A few years ago, Jeff and I separated. The split was mutual, but everyone in our lives felt the need to take sides (life advice from Uncle Paul: never take a side with warring couples). People who I considered family defriended me on Facebook and friends I had met through Jeff began ignoring my texts. What if 15 years down the road Jeff and I separate again? Would I still be considered Mira's uncle? And would she, siding with her biological Uncle, defriend me from the future Facebook?

Of course, Julie and her husband Kevin have assured me I am Mira's uncle no matter what.

"You're not blood-related?" Kevin jokingly said to me when I was talking to him about this essay. "I hadn't noticed. Should I be treating you any differently?"

Perhaps the best affirmation came from Cindy.

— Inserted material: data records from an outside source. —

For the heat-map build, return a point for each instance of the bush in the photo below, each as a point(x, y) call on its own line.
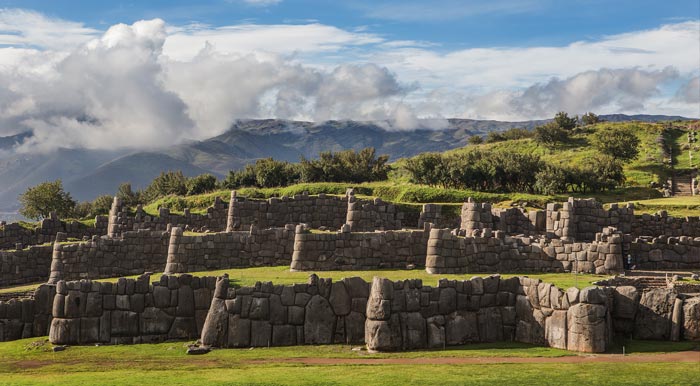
point(39, 201)
point(166, 183)
point(550, 134)
point(203, 183)
point(619, 143)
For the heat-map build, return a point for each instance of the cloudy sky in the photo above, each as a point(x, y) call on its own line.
point(108, 74)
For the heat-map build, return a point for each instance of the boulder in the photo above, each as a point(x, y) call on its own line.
point(383, 335)
point(340, 299)
point(555, 330)
point(460, 327)
point(586, 327)
point(319, 324)
point(64, 331)
point(691, 319)
point(238, 332)
point(653, 319)
point(216, 324)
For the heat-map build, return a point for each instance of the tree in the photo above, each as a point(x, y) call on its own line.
point(101, 205)
point(620, 143)
point(589, 119)
point(475, 140)
point(127, 195)
point(166, 183)
point(203, 183)
point(563, 120)
point(39, 201)
point(550, 134)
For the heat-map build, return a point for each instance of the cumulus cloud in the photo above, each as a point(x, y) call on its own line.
point(690, 91)
point(150, 84)
point(618, 90)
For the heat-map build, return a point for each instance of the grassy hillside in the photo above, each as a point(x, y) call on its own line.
point(648, 167)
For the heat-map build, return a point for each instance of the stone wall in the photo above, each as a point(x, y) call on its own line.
point(661, 224)
point(318, 312)
point(367, 216)
point(517, 221)
point(121, 221)
point(23, 266)
point(132, 253)
point(496, 252)
point(665, 253)
point(316, 211)
point(257, 247)
point(26, 317)
point(130, 310)
point(581, 219)
point(13, 235)
point(358, 251)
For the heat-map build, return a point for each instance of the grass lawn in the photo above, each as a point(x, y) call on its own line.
point(30, 362)
point(282, 275)
point(675, 206)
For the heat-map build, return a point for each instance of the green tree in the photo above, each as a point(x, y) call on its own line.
point(203, 183)
point(475, 140)
point(166, 183)
point(620, 143)
point(39, 201)
point(565, 122)
point(128, 196)
point(101, 205)
point(589, 119)
point(550, 134)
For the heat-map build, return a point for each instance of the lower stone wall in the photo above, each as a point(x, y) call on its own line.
point(23, 266)
point(496, 252)
point(665, 253)
point(661, 224)
point(130, 310)
point(358, 250)
point(257, 247)
point(27, 317)
point(132, 253)
point(13, 235)
point(318, 312)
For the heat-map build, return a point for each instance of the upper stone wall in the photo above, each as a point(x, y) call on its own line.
point(495, 252)
point(317, 312)
point(23, 266)
point(130, 310)
point(358, 251)
point(14, 235)
point(316, 211)
point(257, 247)
point(133, 253)
point(121, 221)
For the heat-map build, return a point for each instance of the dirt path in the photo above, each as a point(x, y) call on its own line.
point(684, 356)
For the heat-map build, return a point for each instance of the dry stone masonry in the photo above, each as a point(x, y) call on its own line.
point(318, 312)
point(130, 310)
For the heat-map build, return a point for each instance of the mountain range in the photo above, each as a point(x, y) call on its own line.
point(87, 173)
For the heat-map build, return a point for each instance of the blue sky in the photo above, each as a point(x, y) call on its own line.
point(449, 23)
point(151, 73)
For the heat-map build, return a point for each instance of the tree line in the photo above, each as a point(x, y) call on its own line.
point(476, 169)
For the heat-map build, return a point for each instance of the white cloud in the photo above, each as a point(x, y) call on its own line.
point(149, 84)
point(443, 10)
point(22, 28)
point(262, 3)
point(280, 39)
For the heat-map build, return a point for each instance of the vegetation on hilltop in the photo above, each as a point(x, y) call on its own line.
point(612, 161)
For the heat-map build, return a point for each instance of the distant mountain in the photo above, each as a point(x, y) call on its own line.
point(89, 173)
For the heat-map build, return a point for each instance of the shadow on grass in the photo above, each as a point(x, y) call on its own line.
point(633, 346)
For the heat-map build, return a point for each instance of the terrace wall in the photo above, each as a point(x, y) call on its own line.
point(487, 252)
point(258, 247)
point(318, 312)
point(358, 251)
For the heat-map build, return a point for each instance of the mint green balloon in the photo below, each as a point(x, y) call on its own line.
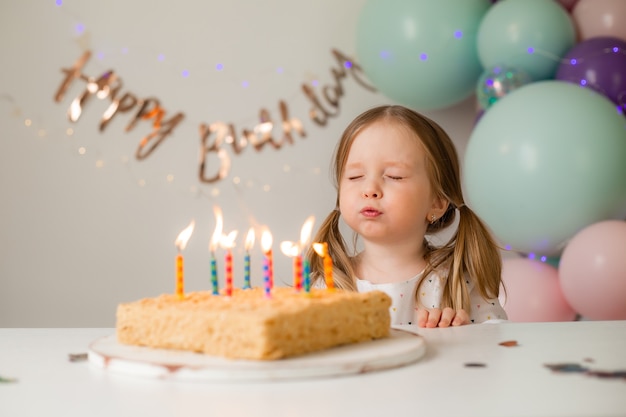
point(544, 162)
point(531, 35)
point(421, 53)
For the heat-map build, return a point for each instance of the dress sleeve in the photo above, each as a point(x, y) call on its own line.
point(484, 310)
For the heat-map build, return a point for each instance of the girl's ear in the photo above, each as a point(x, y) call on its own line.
point(438, 209)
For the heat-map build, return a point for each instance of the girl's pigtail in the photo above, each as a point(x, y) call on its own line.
point(476, 255)
point(343, 272)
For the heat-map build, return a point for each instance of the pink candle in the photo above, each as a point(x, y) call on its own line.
point(228, 242)
point(266, 246)
point(228, 261)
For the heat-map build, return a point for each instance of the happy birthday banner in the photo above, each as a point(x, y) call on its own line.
point(215, 136)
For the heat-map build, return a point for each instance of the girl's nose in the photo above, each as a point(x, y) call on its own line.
point(372, 191)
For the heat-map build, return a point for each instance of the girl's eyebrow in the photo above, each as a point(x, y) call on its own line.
point(394, 163)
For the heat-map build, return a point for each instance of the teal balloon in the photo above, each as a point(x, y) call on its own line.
point(421, 53)
point(496, 82)
point(531, 35)
point(543, 163)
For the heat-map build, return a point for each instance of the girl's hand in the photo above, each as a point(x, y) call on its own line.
point(441, 318)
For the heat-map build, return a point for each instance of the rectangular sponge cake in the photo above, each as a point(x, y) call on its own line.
point(249, 325)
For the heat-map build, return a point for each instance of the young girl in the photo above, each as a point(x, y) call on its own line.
point(398, 179)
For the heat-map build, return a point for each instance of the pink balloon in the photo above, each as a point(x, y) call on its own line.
point(592, 271)
point(594, 18)
point(533, 293)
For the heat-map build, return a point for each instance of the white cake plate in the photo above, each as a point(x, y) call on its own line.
point(401, 348)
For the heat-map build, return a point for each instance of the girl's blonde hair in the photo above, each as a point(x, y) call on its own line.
point(470, 252)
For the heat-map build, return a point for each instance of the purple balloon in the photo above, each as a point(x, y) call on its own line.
point(600, 64)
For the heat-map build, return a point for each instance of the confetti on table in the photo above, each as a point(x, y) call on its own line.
point(77, 357)
point(475, 365)
point(566, 367)
point(577, 368)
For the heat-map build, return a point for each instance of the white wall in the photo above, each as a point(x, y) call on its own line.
point(80, 233)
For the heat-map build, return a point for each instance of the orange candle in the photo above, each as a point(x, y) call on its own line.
point(180, 280)
point(270, 264)
point(297, 272)
point(322, 250)
point(181, 242)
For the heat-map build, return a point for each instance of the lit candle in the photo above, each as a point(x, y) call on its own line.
point(181, 242)
point(246, 260)
point(305, 235)
point(322, 250)
point(266, 246)
point(306, 275)
point(293, 251)
point(215, 240)
point(228, 242)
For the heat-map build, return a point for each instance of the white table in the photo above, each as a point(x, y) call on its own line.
point(514, 382)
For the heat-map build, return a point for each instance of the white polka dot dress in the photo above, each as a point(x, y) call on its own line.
point(404, 304)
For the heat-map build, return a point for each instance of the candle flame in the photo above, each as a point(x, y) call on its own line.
point(219, 226)
point(305, 232)
point(320, 249)
point(289, 248)
point(183, 237)
point(250, 239)
point(228, 241)
point(266, 241)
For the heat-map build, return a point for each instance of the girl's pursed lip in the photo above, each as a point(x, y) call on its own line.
point(370, 212)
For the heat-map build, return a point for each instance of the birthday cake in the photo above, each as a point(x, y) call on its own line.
point(250, 325)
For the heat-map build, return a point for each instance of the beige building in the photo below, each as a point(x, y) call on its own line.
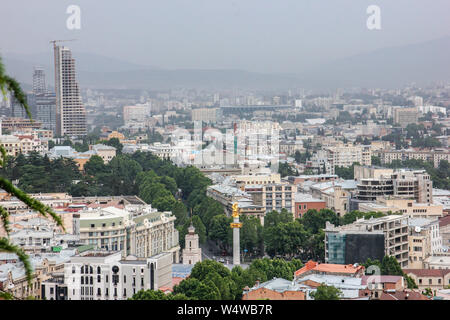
point(435, 279)
point(405, 116)
point(345, 156)
point(243, 180)
point(104, 152)
point(335, 194)
point(395, 229)
point(273, 196)
point(208, 115)
point(434, 156)
point(406, 207)
point(137, 113)
point(374, 183)
point(424, 241)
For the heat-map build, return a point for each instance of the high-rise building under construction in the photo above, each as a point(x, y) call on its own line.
point(70, 112)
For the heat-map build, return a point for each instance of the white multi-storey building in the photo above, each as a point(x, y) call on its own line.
point(97, 275)
point(139, 230)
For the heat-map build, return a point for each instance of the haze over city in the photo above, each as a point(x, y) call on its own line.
point(298, 42)
point(224, 154)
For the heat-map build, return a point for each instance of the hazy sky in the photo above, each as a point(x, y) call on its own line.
point(254, 35)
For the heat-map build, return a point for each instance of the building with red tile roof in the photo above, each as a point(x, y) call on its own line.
point(435, 279)
point(403, 295)
point(312, 267)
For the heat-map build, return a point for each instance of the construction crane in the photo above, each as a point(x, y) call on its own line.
point(55, 41)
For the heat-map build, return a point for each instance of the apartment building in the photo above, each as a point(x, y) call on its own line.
point(305, 202)
point(19, 124)
point(435, 156)
point(350, 245)
point(336, 194)
point(103, 151)
point(435, 279)
point(393, 227)
point(273, 196)
point(102, 275)
point(409, 208)
point(208, 115)
point(70, 111)
point(404, 116)
point(402, 184)
point(345, 156)
point(250, 179)
point(424, 241)
point(136, 113)
point(138, 230)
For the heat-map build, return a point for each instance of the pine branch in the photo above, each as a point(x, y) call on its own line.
point(4, 215)
point(3, 156)
point(6, 246)
point(30, 202)
point(10, 84)
point(14, 87)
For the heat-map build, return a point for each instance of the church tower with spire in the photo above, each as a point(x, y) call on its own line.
point(192, 253)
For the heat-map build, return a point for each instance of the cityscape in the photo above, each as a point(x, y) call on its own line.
point(147, 183)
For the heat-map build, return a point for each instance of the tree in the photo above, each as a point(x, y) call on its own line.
point(325, 292)
point(8, 84)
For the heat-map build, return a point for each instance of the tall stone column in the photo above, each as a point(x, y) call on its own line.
point(236, 225)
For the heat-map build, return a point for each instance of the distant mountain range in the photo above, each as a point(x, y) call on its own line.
point(420, 63)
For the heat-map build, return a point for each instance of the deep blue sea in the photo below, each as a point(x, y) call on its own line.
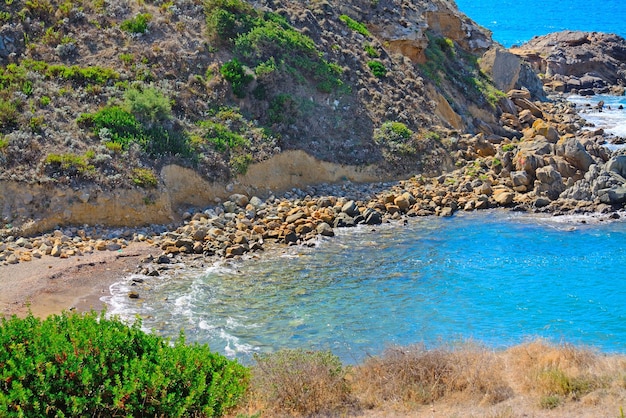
point(514, 22)
point(495, 277)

The other day I was on the phone with her when she was telling me she wanted a baby. I never knew Cindy thought about having children. My heart couldn't help but break as she told me she hopes God sends her a little girl one day. You see, Cindy takes a powerful medication to keep her brain functioning. It's had long-term effects on her body. I explained to her she couldn't just go off the medication to have a baby. She could go into a coma or die.

"I don't care what happens," she told me. "I just want to love my baby."

The idea of Cindy giving birth to a daughter then dying was too much for me to handle. I sat alone in my living room after our conversation, watching the sun set over the skyline. I was unable to picture my life without my sister and she was unable to picture a life without a daughter. I couldn't believe how someone, who had so many disadvantages in life, had so much selfless love within her. She didn't care about what happened tomorrow.

As of this writing, Mira is coming to New York to visit for Halloween. The entire family is doing a Flinstones theme for the Great Jack O'Lantern Blaze we'll be going to upstate. Mira is going to be Pebbles and I'm going to be Barney (the ultimate non-blood relative). I may not know what'll happen in the future, but I'm taking my sister's words to heart. Tomorrow is irrelevant. I just want to love my niece, and I'll always be here for her.